Климов зло засмеялся: он отмахал марафонскую дистанцию только для того, чтобы услышать этот панический вопль самосохранения.

— Да чего вы дрейфите! Сколько таких листовок уже выпустили…

— Не забывайтесь, товарищ лейтенант! — тонким голосом заверещала туша. — Перед вами старший по званию.

Это верно, у него две шпалы, он интендант второго ранга. А где ваше хозяйство, товарищ интендант, где склады, хранящие штабеля дубленых, сладко воняющих полушубков, жилетов на овчине, горы кирзовых сапог, ушанок из поддельного меха, консервы, концентраты, несъедобный комбижир, пачки отсыревшего табака? Спросить его о делах складских? Ох и взовьется этот кашалот!.. Не стоит, еще под арест угодишь, а листовка так и не выйдет.

Спокойно и обстоятельно, может быть, чересчур обстоятельно, почти с издевкой, Климов объяснил Хохлакову положение с листовкой.

— Я бы доставил сюда Смолина, да ведь листовка тогда опоздает.

— Куда еще опоздает? — грубо спросил Хохлаков. — Успеете сбросить…

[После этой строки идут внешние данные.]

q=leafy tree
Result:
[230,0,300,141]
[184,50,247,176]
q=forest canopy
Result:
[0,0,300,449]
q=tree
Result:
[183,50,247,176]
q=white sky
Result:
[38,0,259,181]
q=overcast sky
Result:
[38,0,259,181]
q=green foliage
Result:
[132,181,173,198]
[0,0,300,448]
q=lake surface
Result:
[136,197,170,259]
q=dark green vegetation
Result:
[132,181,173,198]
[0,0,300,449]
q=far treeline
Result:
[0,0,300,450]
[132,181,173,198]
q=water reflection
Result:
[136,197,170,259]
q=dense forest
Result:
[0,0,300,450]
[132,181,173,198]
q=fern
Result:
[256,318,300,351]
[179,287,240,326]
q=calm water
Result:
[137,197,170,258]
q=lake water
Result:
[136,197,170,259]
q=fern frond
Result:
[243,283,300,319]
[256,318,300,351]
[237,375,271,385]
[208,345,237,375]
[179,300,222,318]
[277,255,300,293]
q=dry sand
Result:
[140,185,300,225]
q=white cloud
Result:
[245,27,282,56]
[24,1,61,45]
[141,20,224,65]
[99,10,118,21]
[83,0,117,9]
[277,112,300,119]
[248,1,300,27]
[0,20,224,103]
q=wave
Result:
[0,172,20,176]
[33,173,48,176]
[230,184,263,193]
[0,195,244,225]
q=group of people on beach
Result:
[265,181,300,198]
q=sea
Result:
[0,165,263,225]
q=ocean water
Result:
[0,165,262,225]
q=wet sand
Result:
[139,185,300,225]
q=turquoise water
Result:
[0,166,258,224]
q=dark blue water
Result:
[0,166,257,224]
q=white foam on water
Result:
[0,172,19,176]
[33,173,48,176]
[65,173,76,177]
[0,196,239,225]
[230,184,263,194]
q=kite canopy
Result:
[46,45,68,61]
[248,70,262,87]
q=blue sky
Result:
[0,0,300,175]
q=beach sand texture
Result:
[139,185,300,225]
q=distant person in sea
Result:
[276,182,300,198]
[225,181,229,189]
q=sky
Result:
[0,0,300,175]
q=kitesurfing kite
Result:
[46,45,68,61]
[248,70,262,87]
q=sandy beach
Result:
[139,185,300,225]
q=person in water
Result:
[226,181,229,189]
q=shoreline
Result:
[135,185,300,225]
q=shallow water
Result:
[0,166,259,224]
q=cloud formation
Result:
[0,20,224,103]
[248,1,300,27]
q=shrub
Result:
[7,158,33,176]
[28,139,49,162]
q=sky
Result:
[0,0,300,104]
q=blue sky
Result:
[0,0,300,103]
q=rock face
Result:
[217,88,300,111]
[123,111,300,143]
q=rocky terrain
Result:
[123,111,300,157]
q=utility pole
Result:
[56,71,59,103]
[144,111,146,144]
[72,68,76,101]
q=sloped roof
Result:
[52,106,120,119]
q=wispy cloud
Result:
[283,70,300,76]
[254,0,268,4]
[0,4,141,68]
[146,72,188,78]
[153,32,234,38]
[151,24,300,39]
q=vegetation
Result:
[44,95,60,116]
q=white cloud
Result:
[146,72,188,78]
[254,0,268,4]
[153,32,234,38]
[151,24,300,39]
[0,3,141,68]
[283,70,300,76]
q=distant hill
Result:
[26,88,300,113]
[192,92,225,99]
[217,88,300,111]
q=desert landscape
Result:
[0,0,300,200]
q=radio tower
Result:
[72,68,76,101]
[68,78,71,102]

— Да ведь надо же сразу после боя!

— Какая разница? — пожал жирными плечами Хохлаков. — После или до боя, лишь бы не вместо! — Это была шутка, интендант второго ранга хотел кончить дело миром. Он не решался подписать листовку, ему был ненавистен даже малейший риск, но и ссориться с этим мальчишкой-лейтенантом тоже не улыбалось Хохлакову, как-никак тот был с передовой, а оттуда все возвращаются малость с «приветом». Еще чего выкинет!.. Хохлаков чувствовал глубокую ответственность перед своим огромным, тяжелым и слабым телом, в котором заключалась величайшая драгоценность, венец творения, начало и конец мироздания — его родимая и жалостная суть. Нельзя позволить, чтобы в эту нежную, незащищенную мякоть стреляли. А на войне чуть что — начинают стрелять, свои почти столь же легко, как и чужие. Если б не эта омерзительная привычка, существование на войне было бы вполне сносно. Но за ошибку могут послать туда, где стреляют, могут и на месте шлепнуть. Поэтому не надо ошибаться, а значит, не надо брать на себя никакой ответственности. Но на войне опасен каждый, ибо у каждого на боку висит оружие. И этот молодой псих вполне может схватиться за шпалер. Зря он полез в замы, думал, там спокойнее. Оставаться бы ему рядовым инструктором.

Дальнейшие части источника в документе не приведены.